A rollout review can use the glossary to standardize what counts as an “agent,” what qualifies as “human oversight,” or what “memory” means in a given system. A risk review can use it to separate model capability from product capability, which is often where mispricing happens. An incident response playbook can use it to clarify whether a failure occurred in retrieval, generation, orchestration, or post-processing.
That distinction matters because AI incidents are often misread through vague labels. If a team says the model “hallucinated,” that may conceal a prompt issue, a retrieval failure, a bad citation pipeline, or a missing control in the user workflow. A living glossary does not eliminate ambiguity, but it makes ambiguity visible earlier, when it is still cheap to correct.
It also creates a better interface between product and policy. Compliance teams do not need poetry; they need definitions that map to controls. Engineers do not need slogans; they need terms that describe what the system does under load. Editors and docs teams can help by keeping the language readable, but the technical burden is to ensure the words line up with the stack.
What to do this week
Teams do not need to wait for a perfect taxonomy. They need a lightweight governance loop.

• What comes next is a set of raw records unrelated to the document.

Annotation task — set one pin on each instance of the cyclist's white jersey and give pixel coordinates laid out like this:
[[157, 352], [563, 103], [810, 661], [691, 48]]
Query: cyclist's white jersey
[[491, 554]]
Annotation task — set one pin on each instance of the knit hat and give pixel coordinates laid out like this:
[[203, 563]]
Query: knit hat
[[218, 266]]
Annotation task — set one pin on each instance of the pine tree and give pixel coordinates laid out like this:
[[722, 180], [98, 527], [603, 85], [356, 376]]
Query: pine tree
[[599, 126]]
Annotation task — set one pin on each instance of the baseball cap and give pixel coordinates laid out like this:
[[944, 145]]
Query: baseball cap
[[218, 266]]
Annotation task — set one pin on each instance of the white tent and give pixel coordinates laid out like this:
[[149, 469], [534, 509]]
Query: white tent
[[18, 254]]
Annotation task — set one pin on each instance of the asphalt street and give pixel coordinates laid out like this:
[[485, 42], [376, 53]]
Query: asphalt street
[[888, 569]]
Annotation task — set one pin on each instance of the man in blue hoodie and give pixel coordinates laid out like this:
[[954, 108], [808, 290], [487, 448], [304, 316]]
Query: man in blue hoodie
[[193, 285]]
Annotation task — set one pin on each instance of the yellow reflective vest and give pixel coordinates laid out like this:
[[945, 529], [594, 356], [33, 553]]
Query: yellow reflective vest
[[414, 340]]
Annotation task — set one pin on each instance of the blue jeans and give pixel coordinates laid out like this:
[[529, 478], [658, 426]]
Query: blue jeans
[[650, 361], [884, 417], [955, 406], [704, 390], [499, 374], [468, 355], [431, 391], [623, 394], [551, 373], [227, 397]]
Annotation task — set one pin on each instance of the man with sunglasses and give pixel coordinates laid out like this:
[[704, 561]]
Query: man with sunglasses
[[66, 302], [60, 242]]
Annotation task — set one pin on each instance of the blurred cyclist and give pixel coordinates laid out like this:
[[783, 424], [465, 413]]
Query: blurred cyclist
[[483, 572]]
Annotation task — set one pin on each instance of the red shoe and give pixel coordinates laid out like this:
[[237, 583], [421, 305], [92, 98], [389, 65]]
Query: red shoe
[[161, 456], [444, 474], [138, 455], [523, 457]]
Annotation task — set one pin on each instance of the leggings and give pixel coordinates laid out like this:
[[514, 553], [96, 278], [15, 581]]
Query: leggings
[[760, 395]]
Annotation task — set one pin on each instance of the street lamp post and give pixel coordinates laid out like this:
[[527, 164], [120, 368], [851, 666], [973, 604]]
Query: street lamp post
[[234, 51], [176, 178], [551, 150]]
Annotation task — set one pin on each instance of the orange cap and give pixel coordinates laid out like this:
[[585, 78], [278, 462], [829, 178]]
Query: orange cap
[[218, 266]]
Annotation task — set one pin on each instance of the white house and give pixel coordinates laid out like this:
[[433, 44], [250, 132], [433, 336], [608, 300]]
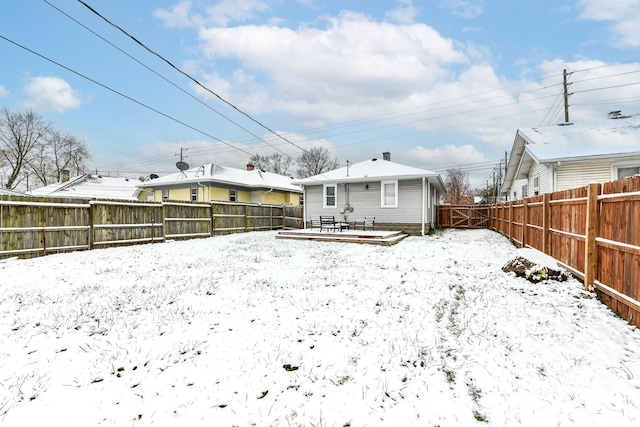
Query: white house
[[560, 157], [399, 197]]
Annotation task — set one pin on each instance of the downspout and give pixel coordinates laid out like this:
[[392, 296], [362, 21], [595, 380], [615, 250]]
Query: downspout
[[423, 206], [203, 186]]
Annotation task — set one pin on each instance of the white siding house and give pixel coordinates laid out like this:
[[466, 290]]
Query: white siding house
[[399, 197], [560, 157]]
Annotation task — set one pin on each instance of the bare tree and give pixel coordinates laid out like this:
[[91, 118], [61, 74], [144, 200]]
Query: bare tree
[[56, 152], [275, 162], [315, 161], [458, 188], [20, 133]]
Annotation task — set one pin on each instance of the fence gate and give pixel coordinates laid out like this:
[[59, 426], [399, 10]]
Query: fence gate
[[463, 216]]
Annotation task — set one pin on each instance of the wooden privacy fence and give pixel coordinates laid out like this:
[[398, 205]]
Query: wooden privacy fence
[[32, 227], [593, 231], [463, 216]]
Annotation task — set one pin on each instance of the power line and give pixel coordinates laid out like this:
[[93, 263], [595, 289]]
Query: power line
[[189, 76], [122, 94]]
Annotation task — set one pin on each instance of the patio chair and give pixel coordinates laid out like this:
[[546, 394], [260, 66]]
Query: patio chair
[[315, 223]]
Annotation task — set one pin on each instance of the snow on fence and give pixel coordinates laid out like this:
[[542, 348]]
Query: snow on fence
[[31, 227], [593, 231]]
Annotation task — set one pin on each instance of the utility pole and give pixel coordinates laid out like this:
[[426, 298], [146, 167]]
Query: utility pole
[[566, 95]]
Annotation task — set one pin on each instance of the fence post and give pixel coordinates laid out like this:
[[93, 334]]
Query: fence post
[[92, 235], [510, 220], [525, 222], [546, 217], [590, 249]]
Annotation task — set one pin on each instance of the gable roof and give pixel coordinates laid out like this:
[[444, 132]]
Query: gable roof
[[618, 136], [91, 186], [372, 170], [212, 173]]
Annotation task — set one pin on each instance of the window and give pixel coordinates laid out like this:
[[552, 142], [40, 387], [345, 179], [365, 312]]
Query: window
[[330, 199], [627, 171], [389, 194]]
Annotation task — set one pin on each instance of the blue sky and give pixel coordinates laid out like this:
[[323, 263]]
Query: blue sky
[[438, 83]]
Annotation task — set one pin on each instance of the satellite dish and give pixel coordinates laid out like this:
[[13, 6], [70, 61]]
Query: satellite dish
[[183, 166]]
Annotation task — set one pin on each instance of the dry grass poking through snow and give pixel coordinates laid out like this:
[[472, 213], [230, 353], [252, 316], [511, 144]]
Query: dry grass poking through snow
[[249, 330]]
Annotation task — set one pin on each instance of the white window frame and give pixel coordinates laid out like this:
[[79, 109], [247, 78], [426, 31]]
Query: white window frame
[[383, 185], [622, 165], [325, 205]]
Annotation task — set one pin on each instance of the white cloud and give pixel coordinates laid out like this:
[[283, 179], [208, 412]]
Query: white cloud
[[447, 155], [464, 8], [222, 13], [50, 94], [352, 66], [623, 17], [405, 12]]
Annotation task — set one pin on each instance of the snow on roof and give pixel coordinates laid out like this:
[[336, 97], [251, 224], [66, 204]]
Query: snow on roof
[[583, 139], [373, 169], [232, 176], [92, 186]]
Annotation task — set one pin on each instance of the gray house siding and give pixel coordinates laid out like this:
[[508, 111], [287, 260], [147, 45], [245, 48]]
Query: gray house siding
[[365, 199]]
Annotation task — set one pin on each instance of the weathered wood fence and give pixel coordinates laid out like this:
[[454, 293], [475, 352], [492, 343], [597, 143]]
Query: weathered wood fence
[[31, 227], [593, 231]]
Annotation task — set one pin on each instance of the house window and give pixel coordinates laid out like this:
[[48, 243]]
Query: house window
[[330, 199], [627, 171], [389, 194]]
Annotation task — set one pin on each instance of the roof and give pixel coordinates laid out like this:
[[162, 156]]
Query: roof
[[617, 136], [212, 173], [371, 170], [92, 186], [4, 191]]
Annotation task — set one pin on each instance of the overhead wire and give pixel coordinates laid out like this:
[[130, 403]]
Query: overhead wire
[[184, 73], [110, 89]]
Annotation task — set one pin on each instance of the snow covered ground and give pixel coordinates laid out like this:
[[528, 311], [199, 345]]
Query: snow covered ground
[[249, 330]]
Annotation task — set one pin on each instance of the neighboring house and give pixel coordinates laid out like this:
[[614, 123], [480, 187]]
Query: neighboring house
[[399, 197], [213, 182], [5, 192], [92, 186], [560, 157]]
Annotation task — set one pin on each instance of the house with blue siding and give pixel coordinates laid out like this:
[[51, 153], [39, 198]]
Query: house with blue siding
[[401, 198]]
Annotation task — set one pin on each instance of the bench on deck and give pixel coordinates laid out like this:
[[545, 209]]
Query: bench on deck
[[329, 223]]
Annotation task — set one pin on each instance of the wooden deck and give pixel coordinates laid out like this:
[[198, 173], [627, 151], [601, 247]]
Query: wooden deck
[[384, 238]]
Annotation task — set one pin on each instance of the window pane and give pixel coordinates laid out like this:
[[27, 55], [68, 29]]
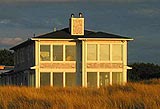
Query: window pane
[[45, 79], [45, 52], [58, 79], [117, 52], [104, 52], [91, 52], [70, 79], [57, 53], [92, 79], [32, 78], [70, 52], [117, 77], [104, 79]]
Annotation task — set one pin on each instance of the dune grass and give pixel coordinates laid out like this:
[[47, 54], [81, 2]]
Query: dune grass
[[130, 96]]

Start with the 15 to 20 terms that show up most often in your roadmap, architecture docs, risk assessments, and customer-facing messaging. For each term, write a definition in plain language and add three fields: where it appears in the product workflow, what tool or system it maps to, and who owns updates.
Then assign version control. If the meaning of “agent” changes because the product adds persistent memory or external actions, the glossary entry should change with it. If a model moves from batch evaluation to online inference, the definitions around training, inference, and caching should be updated together.
Finally, make the glossary visible in the places where decisions happen. Link it from launch templates, review docs, and incident forms. Ask reviewers to flag any term that feels overloaded, outdated, or too vague to support a release decision.
The real value here is not educational polish. It is operational alignment. In a market where AI rollout is accelerating and the vocabulary is still settling, a living glossary gives teams a shared, current language for what they are building, shipping, and governing. That is less about knowing the right word and more about making sure the word still means the same thing by the time the system goes live.